Per quanto attiene ai compensi dei commissari, verranno introdotti parametri e criteri oggettivi legati all’efficacia ed all’efficienza del lavoro svolto oltre che alle dimensioni dell’impresa amministrata.
Viene definita in maniera compiuta e precisa la cosiddetta procedura accelerata per grandi-aziendele società quotate di rilevanti dimensioni, sulla scorta delle finalità della “legge Marzano”dando compito diretto al Ministero dello Sviluppo Economico di disporre direttamente in via provvisoria l’ammissione all’amministrazione straordinaria con la nomina del commissario straordinario a cui seguirà comunque la conferma o la revoca da parte del tribunale. Anche in questo caso, la scelta è improntata ad accrescere il livello di trasparenza piuttosto che lasciare alla decretazione d’urgenza la disciplina per tamponare le emergenze come avvenuto in casi più o meno recenti.
Così come il requisito dimensionale relativo al concetto di grande impressa non viene più ancorato ai soli occupati bensì riferito alla media del volume d’affari degli ultimi tre esercizi.

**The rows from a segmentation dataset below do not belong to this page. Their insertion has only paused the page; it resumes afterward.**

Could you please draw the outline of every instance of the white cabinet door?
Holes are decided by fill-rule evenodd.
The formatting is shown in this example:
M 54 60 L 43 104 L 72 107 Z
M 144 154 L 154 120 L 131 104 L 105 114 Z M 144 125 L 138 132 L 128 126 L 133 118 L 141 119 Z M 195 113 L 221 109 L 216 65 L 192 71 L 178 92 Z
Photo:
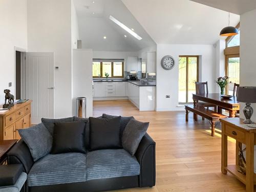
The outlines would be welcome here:
M 116 96 L 123 97 L 126 95 L 126 82 L 116 82 Z
M 103 82 L 94 82 L 94 96 L 95 97 L 105 97 L 105 83 Z
M 147 52 L 146 71 L 147 73 L 156 73 L 156 52 Z
M 138 71 L 138 57 L 128 57 L 127 58 L 127 71 Z

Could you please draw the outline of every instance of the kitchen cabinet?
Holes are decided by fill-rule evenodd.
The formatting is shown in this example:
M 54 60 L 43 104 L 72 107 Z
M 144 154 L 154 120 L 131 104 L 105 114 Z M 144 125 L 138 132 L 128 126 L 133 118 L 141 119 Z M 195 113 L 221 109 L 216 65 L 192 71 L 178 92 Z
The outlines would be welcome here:
M 95 97 L 105 97 L 105 83 L 103 82 L 95 82 L 94 96 Z
M 126 96 L 126 82 L 116 82 L 116 96 Z
M 138 57 L 128 57 L 126 61 L 127 71 L 138 72 Z
M 142 54 L 141 69 L 142 72 L 156 73 L 155 52 L 148 52 Z

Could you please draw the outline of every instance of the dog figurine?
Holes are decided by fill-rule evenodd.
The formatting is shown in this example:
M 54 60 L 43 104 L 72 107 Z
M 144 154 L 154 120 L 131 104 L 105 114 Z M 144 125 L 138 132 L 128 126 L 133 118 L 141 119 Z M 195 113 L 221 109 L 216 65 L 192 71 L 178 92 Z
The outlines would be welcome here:
M 12 103 L 14 102 L 14 96 L 10 93 L 11 92 L 9 89 L 5 89 L 4 90 L 4 93 L 5 93 L 5 104 L 6 104 L 6 100 L 8 99 L 8 103 L 9 104 Z

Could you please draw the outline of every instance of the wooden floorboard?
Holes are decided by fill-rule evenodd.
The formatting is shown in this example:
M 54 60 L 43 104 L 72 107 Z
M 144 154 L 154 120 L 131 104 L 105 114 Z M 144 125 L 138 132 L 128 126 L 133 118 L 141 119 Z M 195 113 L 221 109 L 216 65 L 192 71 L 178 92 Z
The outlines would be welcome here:
M 156 186 L 120 191 L 245 191 L 245 185 L 230 174 L 221 173 L 221 135 L 210 136 L 207 120 L 199 117 L 195 122 L 190 113 L 186 122 L 185 111 L 140 112 L 127 100 L 94 101 L 93 116 L 102 113 L 150 122 L 148 133 L 156 142 Z M 229 139 L 229 164 L 234 163 L 235 147 Z

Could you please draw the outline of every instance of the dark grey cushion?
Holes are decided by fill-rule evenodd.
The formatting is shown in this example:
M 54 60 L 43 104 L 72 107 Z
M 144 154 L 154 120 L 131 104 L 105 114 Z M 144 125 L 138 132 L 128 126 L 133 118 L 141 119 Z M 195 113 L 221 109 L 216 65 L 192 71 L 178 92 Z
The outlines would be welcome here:
M 86 155 L 48 155 L 36 161 L 28 175 L 29 186 L 86 181 Z
M 44 124 L 19 130 L 18 133 L 28 145 L 34 161 L 49 154 L 52 148 L 52 136 Z
M 120 118 L 89 118 L 90 150 L 121 148 L 119 137 Z
M 89 148 L 90 147 L 90 121 L 89 118 L 83 118 L 77 117 L 75 117 L 74 120 L 75 121 L 83 121 L 86 124 L 86 131 L 85 131 L 85 144 L 86 148 Z
M 89 152 L 87 166 L 87 180 L 140 174 L 140 165 L 135 157 L 123 149 Z
M 142 137 L 146 133 L 150 123 L 131 119 L 123 131 L 122 145 L 123 148 L 134 155 Z
M 102 118 L 116 118 L 118 116 L 115 116 L 114 115 L 108 115 L 103 113 L 102 116 Z M 131 117 L 121 117 L 121 119 L 120 120 L 120 139 L 122 140 L 122 137 L 123 136 L 123 130 L 125 128 L 125 126 L 127 125 L 127 123 L 130 121 L 130 120 L 132 119 L 134 119 L 134 117 L 133 116 Z
M 49 131 L 51 135 L 53 136 L 53 129 L 54 127 L 54 123 L 57 122 L 70 122 L 74 121 L 75 117 L 67 117 L 62 119 L 46 119 L 42 118 L 41 120 L 44 123 L 46 129 Z
M 51 154 L 63 153 L 86 153 L 83 121 L 54 123 Z

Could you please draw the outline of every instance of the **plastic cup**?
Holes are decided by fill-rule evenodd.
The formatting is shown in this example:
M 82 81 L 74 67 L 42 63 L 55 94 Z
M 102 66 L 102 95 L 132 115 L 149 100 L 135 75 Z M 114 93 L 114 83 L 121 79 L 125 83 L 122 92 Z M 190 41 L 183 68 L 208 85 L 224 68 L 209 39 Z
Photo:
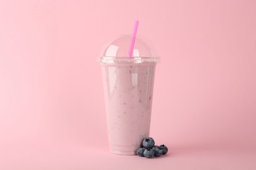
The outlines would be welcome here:
M 129 44 L 129 37 L 119 37 L 107 45 L 105 56 L 99 60 L 110 151 L 121 155 L 135 154 L 143 139 L 150 135 L 155 69 L 159 61 L 142 39 L 137 39 L 140 42 L 137 46 L 135 43 L 133 58 L 122 56 L 127 52 L 125 44 Z M 136 52 L 148 56 L 134 56 Z

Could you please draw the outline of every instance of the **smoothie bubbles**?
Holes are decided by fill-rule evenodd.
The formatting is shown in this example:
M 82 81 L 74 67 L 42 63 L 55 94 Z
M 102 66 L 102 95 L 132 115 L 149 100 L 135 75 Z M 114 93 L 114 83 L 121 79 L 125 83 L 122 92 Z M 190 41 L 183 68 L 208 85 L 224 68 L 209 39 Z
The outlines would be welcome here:
M 154 79 L 159 61 L 150 42 L 133 35 L 108 43 L 99 62 L 104 85 L 110 150 L 136 154 L 149 136 Z

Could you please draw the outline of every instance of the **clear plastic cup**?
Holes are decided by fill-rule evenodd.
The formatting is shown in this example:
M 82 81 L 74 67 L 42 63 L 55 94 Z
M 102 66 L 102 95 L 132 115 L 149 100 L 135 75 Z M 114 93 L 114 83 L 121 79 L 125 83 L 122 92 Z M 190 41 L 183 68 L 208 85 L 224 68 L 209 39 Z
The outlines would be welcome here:
M 101 65 L 110 151 L 133 155 L 150 135 L 154 80 L 159 58 L 145 38 L 136 39 L 128 57 L 131 35 L 108 43 Z

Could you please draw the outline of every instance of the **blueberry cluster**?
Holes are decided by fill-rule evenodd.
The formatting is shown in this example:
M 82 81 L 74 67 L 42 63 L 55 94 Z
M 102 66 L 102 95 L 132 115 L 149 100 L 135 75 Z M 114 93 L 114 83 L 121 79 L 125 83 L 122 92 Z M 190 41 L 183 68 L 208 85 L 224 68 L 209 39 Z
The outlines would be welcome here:
M 161 154 L 166 154 L 168 148 L 164 144 L 160 146 L 155 145 L 155 141 L 152 137 L 146 137 L 142 141 L 142 146 L 137 150 L 139 156 L 145 156 L 151 158 L 153 156 L 158 157 Z

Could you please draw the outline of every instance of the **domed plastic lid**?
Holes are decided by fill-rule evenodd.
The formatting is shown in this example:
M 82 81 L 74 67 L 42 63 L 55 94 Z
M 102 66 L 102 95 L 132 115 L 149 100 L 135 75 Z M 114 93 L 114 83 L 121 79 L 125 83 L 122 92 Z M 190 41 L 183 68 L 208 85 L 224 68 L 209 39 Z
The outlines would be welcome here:
M 156 51 L 151 42 L 144 37 L 137 36 L 131 56 L 129 56 L 132 35 L 119 37 L 106 43 L 101 52 L 99 61 L 101 63 L 142 63 L 159 62 Z

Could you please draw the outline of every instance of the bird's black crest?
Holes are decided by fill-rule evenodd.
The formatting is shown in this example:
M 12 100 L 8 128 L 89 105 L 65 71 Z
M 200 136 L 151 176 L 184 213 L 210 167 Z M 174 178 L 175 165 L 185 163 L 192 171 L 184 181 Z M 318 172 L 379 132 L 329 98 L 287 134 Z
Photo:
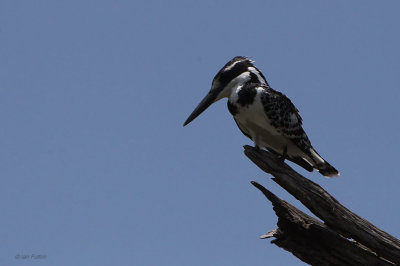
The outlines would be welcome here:
M 238 93 L 237 103 L 246 106 L 254 102 L 257 94 L 257 84 L 246 84 Z
M 232 68 L 230 66 L 234 65 Z M 236 56 L 215 75 L 214 81 L 218 80 L 222 87 L 225 87 L 231 80 L 246 72 L 249 67 L 254 67 L 250 59 L 244 56 Z

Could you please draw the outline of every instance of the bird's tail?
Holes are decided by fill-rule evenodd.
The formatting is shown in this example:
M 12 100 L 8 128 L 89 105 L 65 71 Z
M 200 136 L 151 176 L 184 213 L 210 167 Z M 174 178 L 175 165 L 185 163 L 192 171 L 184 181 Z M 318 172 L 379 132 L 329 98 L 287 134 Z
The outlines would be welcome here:
M 332 165 L 330 165 L 327 161 L 325 161 L 322 164 L 317 164 L 315 166 L 315 169 L 318 170 L 323 176 L 326 177 L 334 177 L 334 176 L 339 176 L 340 173 L 338 170 L 335 169 Z
M 313 167 L 323 176 L 334 177 L 340 175 L 339 171 L 325 161 L 313 148 L 310 149 L 310 152 L 312 155 L 311 159 L 314 161 Z

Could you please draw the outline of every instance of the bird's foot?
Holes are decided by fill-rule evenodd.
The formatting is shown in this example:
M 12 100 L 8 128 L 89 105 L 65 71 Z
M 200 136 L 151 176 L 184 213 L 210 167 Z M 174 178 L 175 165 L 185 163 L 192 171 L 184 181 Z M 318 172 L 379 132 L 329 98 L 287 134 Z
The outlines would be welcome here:
M 283 163 L 286 158 L 287 158 L 287 147 L 285 146 L 285 148 L 283 149 L 283 154 L 279 156 L 279 160 Z

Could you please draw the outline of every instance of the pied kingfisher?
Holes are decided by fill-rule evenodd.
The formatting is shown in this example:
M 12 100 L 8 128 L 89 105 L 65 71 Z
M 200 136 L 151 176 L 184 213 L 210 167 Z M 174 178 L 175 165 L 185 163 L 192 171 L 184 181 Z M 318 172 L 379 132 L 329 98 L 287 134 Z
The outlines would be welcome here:
M 236 56 L 214 77 L 211 90 L 183 124 L 186 126 L 214 102 L 228 98 L 228 109 L 244 135 L 308 171 L 327 177 L 339 172 L 311 146 L 299 111 L 284 94 L 271 89 L 253 61 Z

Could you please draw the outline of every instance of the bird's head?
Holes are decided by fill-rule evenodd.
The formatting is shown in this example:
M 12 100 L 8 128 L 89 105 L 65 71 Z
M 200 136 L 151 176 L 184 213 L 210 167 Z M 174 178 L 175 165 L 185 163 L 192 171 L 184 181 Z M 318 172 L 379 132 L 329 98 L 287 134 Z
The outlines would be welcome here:
M 241 87 L 246 83 L 257 83 L 268 86 L 264 75 L 253 65 L 252 60 L 244 56 L 236 56 L 226 63 L 217 75 L 215 75 L 210 91 L 190 114 L 188 119 L 186 119 L 183 126 L 193 121 L 211 104 L 222 98 L 229 97 L 233 89 Z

Inoltre vengono meglio indicati principi e criteri direttivi per quanto riguarda il Comitato di sorveglianza, di cui fanno parte, oltre ai membri nominati dal mise, anche i creditori nominati dal tribunale, la cui funzione è quella di vigilanza sull’attuazione del programma esulle effettive prospettive di risanamento e recupero economico e le modalità di intervento del tribunale sulla sospensione o risoluzione dei contratti pendenti ed il pagamento dei crediti pregressi.
Siamo anche certi, che grazie all’impegno del Governo espresso in maniera chiara e decisa dal Sottosegretario Bellanova, si possa risolvere, in fase di attuazione della delega, la questione aperta della estensione della tutela dei lavoratori coinvolti dalla apertura della procedura fino all’esecuzione del piano predisposto dal commissario.
Tre parole per identificare il provvedimento: celerità, trasparenza, salvaguardia.
E’ un provvedimento che non può essere derubricato a semplice definizione di procedimenti amministrativi, ma è una potente leva di politica industriale in una epoca, quella attuale, di grandi trasformazioni, di innovazioni produttive e di processi, di novità nelle modalità di lavoro, di cambiamenti ed evoluzioni nei parametri di valutazione energetici ed ambientali; in questo scenario così poco decifrabile e prevedibile, uno strumento capace di salvaguardare lavoro e produzione delle grandi imprese strategiche è un punto importante nel processo complessivo e generale di revisione delle procedure concorsuali e parte di quella opera di aggiornamento legislativo, di semplificazione e di responsabilizzazione che i governi degli ultimi tre anni hanno perseguito con forza.
Viene proposta oggi una risposta chiara e certa, semplificata ed idonea, a sostegno di passaggi difficili e complicatie, a nome del Partito Democratico, annuncio il sostegno ed il voto favorevole al provvedimento.